Story by: Christopher Brinckerhoff
April 24, 2009 – A leader of a top parent advocacy group said a long-awaited report released by the Chicago Public Schools last week is missing critical information on how school closings affect students, which was to be the main emphasis of the review.
Julie Woestehoff, director of Parents United for Responsible Education, had been lobbying for the release of the Closed Schools Impact Study – mandated by CPS policy – for several months. After a number of inquiries by Woestehoff and the press, the report was released last week.
Woestehoff wrote on her blog on April 16 that the report did not focus on the impact of school closings on students as required by CPS policy.
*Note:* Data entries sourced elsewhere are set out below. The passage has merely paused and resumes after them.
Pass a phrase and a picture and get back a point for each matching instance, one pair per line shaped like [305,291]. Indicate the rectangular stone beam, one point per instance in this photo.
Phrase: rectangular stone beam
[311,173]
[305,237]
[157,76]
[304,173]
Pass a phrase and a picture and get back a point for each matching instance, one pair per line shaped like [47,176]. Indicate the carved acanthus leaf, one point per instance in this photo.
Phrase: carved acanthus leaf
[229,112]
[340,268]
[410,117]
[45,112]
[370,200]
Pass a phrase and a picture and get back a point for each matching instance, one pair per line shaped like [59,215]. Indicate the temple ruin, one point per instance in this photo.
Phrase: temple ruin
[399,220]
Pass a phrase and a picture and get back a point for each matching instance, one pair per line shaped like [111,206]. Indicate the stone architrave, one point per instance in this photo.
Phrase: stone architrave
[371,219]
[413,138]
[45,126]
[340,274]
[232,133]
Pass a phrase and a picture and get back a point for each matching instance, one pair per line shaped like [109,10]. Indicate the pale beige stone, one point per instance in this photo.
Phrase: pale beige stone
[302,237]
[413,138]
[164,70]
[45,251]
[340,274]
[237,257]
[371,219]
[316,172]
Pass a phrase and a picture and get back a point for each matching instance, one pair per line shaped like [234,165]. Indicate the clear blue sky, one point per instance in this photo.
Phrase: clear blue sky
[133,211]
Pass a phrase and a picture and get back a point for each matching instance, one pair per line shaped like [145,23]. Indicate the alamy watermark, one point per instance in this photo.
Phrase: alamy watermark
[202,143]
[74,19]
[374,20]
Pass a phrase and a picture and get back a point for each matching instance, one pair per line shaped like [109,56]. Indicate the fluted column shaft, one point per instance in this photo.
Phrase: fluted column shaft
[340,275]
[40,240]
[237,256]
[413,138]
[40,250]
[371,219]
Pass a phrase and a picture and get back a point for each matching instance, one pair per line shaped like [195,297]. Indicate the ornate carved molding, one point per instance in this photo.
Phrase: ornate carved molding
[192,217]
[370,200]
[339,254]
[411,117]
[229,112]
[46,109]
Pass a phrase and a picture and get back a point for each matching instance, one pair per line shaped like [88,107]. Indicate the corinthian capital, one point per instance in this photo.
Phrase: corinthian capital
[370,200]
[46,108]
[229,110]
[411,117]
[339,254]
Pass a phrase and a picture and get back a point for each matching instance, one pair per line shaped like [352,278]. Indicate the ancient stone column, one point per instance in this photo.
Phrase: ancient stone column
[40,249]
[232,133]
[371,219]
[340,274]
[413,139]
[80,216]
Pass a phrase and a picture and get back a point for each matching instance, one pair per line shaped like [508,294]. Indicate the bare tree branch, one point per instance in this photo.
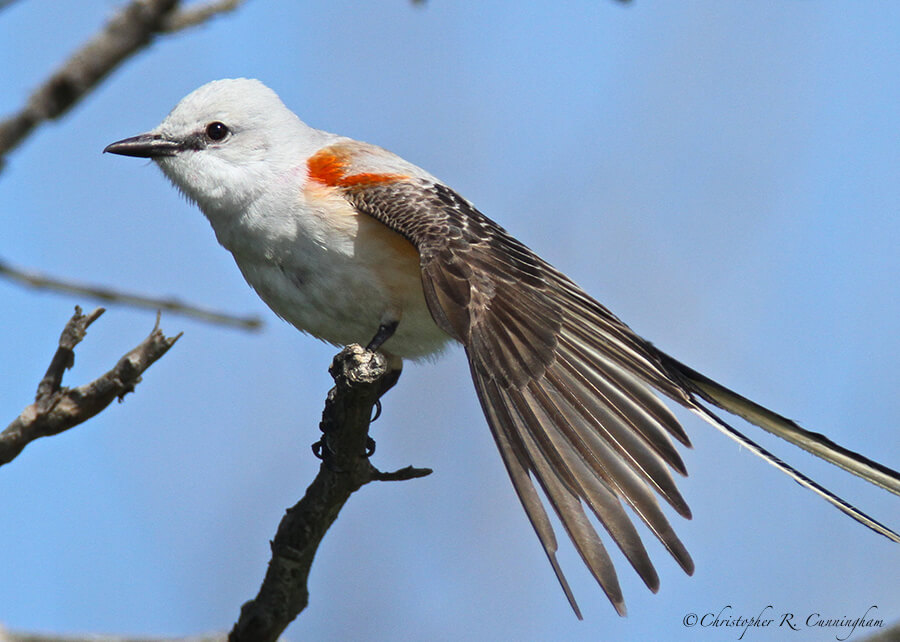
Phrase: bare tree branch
[56,408]
[193,16]
[134,27]
[39,280]
[360,377]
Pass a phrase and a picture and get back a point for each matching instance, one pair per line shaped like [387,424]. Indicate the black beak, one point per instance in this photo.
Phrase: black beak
[144,146]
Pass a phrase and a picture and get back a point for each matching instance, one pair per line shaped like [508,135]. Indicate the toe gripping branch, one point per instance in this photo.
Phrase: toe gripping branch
[361,377]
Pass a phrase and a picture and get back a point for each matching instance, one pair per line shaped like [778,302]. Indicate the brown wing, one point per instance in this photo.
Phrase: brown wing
[558,376]
[565,385]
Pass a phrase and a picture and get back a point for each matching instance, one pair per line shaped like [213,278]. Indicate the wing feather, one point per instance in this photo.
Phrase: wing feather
[565,386]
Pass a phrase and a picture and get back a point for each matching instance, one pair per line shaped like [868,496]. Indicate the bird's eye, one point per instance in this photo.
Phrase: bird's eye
[216,130]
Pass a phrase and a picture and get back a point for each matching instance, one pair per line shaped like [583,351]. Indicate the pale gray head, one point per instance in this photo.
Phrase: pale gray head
[223,143]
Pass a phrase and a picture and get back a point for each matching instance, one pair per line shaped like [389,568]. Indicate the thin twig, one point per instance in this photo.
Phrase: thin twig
[38,280]
[193,16]
[57,409]
[129,31]
[360,377]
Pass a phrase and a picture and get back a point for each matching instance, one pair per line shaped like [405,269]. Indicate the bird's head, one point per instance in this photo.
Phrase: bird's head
[223,143]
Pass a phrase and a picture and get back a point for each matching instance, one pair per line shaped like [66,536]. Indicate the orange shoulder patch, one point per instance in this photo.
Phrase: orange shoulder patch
[329,168]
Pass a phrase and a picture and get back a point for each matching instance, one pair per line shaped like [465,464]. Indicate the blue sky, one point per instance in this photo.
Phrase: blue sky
[722,175]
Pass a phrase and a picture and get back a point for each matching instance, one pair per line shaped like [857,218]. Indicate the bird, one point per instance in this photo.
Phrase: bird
[350,243]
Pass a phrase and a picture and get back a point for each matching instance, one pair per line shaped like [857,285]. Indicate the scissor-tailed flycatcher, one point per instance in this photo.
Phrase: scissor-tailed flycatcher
[353,244]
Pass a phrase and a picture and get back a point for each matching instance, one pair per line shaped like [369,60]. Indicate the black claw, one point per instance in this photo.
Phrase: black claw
[385,331]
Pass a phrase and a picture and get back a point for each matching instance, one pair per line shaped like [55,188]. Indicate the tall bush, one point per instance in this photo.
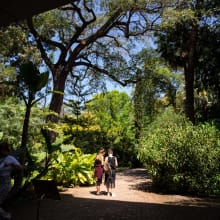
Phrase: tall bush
[72,168]
[182,157]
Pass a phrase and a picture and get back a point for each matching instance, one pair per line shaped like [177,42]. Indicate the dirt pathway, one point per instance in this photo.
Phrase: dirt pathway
[133,200]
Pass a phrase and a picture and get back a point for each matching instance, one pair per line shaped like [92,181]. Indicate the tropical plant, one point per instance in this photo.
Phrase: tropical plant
[180,157]
[72,168]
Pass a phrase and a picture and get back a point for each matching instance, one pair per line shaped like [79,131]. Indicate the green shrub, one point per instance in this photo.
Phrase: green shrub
[181,157]
[72,168]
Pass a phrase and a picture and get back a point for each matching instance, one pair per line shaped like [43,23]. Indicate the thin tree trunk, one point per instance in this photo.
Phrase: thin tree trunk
[59,80]
[189,69]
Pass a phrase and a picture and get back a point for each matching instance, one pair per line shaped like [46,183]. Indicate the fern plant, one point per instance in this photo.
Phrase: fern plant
[72,168]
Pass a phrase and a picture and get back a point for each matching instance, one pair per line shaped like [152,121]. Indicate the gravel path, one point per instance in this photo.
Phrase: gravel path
[133,200]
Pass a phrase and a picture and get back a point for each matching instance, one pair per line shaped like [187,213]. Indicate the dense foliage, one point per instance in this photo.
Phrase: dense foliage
[181,157]
[72,168]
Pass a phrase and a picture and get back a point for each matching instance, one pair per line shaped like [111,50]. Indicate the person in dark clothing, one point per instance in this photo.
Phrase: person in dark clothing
[98,165]
[110,176]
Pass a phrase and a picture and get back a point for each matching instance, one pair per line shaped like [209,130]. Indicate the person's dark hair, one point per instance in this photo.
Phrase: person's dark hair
[110,151]
[4,146]
[102,150]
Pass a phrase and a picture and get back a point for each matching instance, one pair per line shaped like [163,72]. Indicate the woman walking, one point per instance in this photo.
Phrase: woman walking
[98,165]
[111,175]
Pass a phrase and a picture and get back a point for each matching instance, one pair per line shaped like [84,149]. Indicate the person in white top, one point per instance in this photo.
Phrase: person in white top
[7,164]
[111,176]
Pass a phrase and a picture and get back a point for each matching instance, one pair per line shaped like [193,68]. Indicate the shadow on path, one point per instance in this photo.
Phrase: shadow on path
[70,208]
[132,203]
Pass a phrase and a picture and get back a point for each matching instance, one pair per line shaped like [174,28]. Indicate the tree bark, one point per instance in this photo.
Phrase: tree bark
[59,80]
[189,69]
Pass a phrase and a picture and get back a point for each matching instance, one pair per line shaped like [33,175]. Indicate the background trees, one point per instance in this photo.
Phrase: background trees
[86,43]
[181,42]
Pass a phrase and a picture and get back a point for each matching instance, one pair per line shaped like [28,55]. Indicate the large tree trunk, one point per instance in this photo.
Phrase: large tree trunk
[59,80]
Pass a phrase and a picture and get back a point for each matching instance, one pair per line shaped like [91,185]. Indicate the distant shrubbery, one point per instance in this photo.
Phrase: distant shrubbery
[72,168]
[180,157]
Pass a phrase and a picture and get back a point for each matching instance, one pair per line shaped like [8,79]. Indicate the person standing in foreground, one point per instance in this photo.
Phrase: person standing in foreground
[7,164]
[98,165]
[111,176]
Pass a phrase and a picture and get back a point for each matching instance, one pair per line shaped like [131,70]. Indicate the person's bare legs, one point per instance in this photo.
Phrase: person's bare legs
[98,190]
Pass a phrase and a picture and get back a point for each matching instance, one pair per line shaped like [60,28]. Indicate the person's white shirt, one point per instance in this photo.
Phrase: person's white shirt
[6,165]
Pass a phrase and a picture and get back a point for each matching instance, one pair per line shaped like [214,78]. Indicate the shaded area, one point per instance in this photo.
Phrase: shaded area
[14,11]
[69,208]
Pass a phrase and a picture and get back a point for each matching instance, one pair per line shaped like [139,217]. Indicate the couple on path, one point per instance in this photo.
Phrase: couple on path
[108,166]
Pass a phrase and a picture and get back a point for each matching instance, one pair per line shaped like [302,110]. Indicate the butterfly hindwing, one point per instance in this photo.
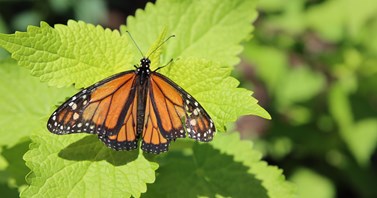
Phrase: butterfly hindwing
[97,109]
[152,139]
[127,136]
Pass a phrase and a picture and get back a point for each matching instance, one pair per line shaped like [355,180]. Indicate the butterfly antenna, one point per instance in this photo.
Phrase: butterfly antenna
[161,44]
[135,43]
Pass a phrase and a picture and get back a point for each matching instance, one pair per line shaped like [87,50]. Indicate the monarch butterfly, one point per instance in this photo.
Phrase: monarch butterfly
[134,104]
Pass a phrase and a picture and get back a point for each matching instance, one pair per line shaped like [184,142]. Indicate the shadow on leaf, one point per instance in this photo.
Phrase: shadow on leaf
[206,172]
[90,148]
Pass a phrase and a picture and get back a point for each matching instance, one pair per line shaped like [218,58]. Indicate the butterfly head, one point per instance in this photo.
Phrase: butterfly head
[145,62]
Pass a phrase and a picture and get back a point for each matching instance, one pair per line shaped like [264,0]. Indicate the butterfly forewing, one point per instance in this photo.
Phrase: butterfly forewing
[153,140]
[179,112]
[97,109]
[127,136]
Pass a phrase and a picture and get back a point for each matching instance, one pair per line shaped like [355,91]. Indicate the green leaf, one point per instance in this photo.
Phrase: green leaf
[210,29]
[78,53]
[23,106]
[230,168]
[15,171]
[215,89]
[64,166]
[362,140]
[299,85]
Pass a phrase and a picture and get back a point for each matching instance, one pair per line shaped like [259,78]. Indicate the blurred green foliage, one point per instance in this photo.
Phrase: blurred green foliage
[316,61]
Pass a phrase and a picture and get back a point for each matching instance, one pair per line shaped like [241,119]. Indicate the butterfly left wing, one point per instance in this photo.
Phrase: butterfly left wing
[99,109]
[177,112]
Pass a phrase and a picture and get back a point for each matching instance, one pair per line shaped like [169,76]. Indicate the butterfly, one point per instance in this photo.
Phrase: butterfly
[132,105]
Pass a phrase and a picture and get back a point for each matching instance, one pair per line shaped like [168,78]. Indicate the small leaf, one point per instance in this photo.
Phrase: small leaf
[227,168]
[204,29]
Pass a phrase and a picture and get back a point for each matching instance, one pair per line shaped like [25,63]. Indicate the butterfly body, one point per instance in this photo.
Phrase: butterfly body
[133,105]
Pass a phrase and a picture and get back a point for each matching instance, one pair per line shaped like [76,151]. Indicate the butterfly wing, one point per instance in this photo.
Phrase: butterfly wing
[99,109]
[127,136]
[153,140]
[178,113]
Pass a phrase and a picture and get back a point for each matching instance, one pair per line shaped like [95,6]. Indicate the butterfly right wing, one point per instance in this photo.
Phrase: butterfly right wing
[127,136]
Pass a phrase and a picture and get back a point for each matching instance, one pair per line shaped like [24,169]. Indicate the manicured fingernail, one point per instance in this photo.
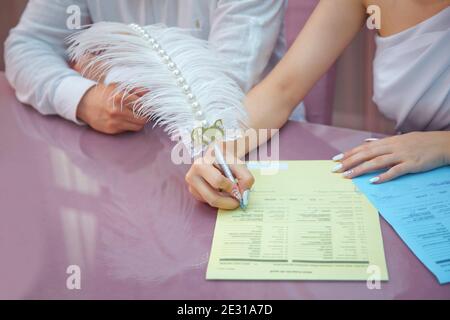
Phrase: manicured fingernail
[374,180]
[347,173]
[245,196]
[338,157]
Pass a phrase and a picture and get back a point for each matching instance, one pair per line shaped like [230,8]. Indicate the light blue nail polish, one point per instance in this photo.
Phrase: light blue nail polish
[373,180]
[347,173]
[245,197]
[338,157]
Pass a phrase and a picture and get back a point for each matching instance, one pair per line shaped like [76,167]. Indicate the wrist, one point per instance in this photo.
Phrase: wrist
[83,106]
[447,148]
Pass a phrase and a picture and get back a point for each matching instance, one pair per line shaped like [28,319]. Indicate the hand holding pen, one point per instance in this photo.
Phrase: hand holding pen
[208,182]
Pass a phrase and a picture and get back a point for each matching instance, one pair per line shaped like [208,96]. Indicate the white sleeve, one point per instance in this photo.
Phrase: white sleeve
[246,32]
[36,63]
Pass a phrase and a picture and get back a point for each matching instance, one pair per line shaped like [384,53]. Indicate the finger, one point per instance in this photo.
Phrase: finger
[358,149]
[366,153]
[216,179]
[212,197]
[394,172]
[140,92]
[243,175]
[128,115]
[377,163]
[196,195]
[129,126]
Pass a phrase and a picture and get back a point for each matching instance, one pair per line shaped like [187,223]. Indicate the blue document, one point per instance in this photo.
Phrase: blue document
[418,208]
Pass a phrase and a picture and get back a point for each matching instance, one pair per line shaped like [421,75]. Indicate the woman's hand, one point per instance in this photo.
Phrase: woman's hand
[402,154]
[208,184]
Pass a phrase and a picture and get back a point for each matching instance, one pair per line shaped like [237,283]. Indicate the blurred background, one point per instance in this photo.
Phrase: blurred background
[343,97]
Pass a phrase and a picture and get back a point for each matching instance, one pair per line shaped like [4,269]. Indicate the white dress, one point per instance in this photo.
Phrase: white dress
[412,75]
“We thought the point of this report was to monitor any harm that might come to individual students as a result of school closings,” Woestehoff wrote.
She said some of the questions left unanswered by the report include the number of students who dropped out instead of attending a new school and the number of students who lost academic ground after moving to new schools.
In his letter to Woestehoff, CPS CEO Ron Huberman wrote, “I have been advised that CPS staff did not prepare a similar report for schools that closed at the end of the 2006-2007 school year. At the end of the current school year, CPS staff will be preparing a report on schools that closed in 2008. I have directed that the analysis also include any schools that closed in 2007.”
When asked about the recent reports two weeks ago CPS spokesman Malon Edwards said, “At this point they still are conducting the study, and hopefully sometime this year it will be released. They’re not quite sure exactly when. They don’t know exactly when it’s going to be done because remember they’re looking at a lot of data.”
The Chicago Teachers Union has also been critical of the way CPS has handled school closings, phase-outs, consolidations and turnarounds. They questioned the motives behind the choices of schools to close.
CTU president Marilyn Stewart said in a recent interview her organization has looked at research on school closings and concluded some schools CPS has closed were not underperforming.
“And the schools that they’re opening were not doing statistically significant better than the schools that they’re closing,” Stewart said. “In fact some schools are doing better. If there are other schools that are underperforming, why would you close schools that are not underperforming? Location, location, location.”